Dziś 7 kwietnia o godz. 13.00 wyjdźmy na balkony, tarasy, w okna zróbmy przerwę w pracy i głośnymi brawami podziękujmy naszym bohaterom. Lekarze, pielęgniarki, ratownicy i farmaceuci toczą bitwę z koronawirusem o nasze zdrowie i życie, dziś ich święto. Zasługują na mocne i głośne brawa. Dzięki !
Nie mogę tego zrobić, bo muszę postępować zgodnie z linią partii mi bliskiej. Pewnie ci lekarze narzekają, że nie mają sprzętu, a kanapki z kawiorem jedzą.

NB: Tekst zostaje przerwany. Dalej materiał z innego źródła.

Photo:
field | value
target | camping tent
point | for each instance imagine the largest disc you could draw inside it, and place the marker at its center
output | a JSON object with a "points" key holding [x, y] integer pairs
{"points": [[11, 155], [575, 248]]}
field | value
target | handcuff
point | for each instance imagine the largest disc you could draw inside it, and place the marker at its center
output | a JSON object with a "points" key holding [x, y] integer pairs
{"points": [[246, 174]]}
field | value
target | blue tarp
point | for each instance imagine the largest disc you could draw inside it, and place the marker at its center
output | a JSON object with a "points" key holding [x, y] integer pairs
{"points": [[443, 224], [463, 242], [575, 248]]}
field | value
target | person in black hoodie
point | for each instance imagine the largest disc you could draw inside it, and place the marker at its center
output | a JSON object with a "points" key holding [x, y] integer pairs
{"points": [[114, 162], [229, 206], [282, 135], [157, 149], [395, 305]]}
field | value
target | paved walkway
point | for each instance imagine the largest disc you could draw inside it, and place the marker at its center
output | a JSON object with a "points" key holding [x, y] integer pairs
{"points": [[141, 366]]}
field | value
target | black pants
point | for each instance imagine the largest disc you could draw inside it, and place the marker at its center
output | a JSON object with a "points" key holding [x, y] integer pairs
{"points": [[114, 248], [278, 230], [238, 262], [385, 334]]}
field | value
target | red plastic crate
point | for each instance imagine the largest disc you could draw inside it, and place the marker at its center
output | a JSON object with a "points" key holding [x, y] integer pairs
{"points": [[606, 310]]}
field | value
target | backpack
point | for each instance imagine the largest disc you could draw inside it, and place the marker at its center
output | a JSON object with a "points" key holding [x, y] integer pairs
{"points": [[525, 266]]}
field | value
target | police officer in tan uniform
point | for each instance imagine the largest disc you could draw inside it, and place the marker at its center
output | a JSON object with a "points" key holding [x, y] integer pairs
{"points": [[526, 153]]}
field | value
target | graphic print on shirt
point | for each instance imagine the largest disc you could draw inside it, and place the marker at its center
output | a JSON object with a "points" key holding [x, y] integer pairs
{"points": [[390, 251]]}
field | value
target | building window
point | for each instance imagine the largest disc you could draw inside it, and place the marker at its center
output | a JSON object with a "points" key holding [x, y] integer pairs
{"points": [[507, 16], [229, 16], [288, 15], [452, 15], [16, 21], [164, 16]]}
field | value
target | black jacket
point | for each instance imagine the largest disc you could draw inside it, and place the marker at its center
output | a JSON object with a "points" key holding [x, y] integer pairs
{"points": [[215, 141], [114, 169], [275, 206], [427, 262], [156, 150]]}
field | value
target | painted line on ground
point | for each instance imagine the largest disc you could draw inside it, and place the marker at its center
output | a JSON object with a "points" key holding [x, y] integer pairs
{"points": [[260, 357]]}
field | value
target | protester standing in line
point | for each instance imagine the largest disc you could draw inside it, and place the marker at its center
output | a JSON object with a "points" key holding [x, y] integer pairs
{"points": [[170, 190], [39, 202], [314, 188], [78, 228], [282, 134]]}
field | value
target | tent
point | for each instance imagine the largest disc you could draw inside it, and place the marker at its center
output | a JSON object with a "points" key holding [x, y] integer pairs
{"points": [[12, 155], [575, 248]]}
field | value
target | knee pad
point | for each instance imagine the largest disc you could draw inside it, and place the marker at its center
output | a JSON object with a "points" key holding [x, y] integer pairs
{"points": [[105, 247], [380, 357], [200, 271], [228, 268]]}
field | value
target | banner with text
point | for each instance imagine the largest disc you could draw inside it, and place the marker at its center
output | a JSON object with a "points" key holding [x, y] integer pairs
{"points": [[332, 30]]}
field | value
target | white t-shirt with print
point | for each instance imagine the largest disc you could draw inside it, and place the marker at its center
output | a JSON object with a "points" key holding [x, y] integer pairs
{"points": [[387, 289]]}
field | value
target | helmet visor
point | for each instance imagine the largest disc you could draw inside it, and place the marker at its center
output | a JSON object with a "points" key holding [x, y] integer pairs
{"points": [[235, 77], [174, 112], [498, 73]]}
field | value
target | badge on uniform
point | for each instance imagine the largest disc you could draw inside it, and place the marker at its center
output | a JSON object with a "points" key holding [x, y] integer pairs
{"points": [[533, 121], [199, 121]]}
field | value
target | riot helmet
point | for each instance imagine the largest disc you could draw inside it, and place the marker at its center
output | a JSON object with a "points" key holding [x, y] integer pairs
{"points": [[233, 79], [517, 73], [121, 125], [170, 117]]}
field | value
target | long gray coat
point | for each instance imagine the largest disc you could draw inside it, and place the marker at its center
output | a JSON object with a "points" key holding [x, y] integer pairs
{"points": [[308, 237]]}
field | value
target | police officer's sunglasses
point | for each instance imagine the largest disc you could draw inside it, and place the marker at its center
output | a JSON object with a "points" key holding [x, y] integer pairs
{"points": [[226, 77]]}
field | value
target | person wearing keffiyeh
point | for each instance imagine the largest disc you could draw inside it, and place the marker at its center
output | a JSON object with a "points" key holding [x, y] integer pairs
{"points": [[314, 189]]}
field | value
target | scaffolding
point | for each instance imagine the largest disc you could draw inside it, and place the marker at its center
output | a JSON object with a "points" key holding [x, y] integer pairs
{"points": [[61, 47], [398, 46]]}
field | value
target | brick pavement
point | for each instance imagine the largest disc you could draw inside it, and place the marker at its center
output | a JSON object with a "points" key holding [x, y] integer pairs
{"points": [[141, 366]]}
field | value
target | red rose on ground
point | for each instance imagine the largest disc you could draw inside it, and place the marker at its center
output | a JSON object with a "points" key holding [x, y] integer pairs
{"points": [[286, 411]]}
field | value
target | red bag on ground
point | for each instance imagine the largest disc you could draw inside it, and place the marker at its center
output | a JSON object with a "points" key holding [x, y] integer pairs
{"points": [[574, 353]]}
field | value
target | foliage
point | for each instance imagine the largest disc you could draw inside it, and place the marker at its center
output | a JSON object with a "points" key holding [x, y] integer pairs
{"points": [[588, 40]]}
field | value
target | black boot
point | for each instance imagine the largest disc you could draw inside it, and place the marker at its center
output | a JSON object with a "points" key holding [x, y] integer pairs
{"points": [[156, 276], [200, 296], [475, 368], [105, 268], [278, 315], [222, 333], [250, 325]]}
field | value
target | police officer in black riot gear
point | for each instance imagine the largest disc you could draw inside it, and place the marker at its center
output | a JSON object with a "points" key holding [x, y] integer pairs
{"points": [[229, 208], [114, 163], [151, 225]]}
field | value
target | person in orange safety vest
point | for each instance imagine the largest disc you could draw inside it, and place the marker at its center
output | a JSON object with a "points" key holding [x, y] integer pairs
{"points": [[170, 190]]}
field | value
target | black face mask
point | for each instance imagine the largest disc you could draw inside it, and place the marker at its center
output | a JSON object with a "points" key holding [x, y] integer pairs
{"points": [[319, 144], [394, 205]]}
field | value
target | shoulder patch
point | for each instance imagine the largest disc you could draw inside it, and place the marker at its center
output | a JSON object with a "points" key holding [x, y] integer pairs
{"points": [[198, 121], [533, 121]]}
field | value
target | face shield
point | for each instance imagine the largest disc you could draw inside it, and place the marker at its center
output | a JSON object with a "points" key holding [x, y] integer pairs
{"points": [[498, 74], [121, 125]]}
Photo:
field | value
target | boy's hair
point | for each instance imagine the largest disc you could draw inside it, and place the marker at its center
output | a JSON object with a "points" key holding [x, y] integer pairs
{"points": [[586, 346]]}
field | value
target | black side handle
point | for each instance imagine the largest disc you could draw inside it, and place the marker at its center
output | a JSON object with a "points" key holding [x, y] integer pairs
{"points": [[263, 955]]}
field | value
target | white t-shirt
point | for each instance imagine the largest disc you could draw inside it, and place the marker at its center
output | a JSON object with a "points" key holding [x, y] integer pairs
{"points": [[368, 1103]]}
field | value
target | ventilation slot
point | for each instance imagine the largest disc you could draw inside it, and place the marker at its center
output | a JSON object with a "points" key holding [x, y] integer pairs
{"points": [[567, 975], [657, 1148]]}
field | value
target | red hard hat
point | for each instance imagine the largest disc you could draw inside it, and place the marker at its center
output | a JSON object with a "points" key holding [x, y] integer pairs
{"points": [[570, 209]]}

Ty chyba dałeś im te kanapki i kawior
Andrzej, jedź na narty!
Popieram! Okażmy wdzięczność i entuzjazm w tych czasach zarazy.
A niby za co ?
Przecież to ich praca nie robią tego charytatywnie
Medycy Za nieadekwatne pieniądze ryzykują życie. Pracujący w sklepie, taksówkarze i inni nie narażają życia w tak dużym stopniu ponieważ to w szpitalach stężenie i koncentracja wirusa jest największa
A co z resztą pracowników szpitali?
A co z pracownikami sklepów też się poświęcają i ryzykują zdrowiem
Dziś święto Medyków, poczekajmy na święto handlowców, sprzedawców itd.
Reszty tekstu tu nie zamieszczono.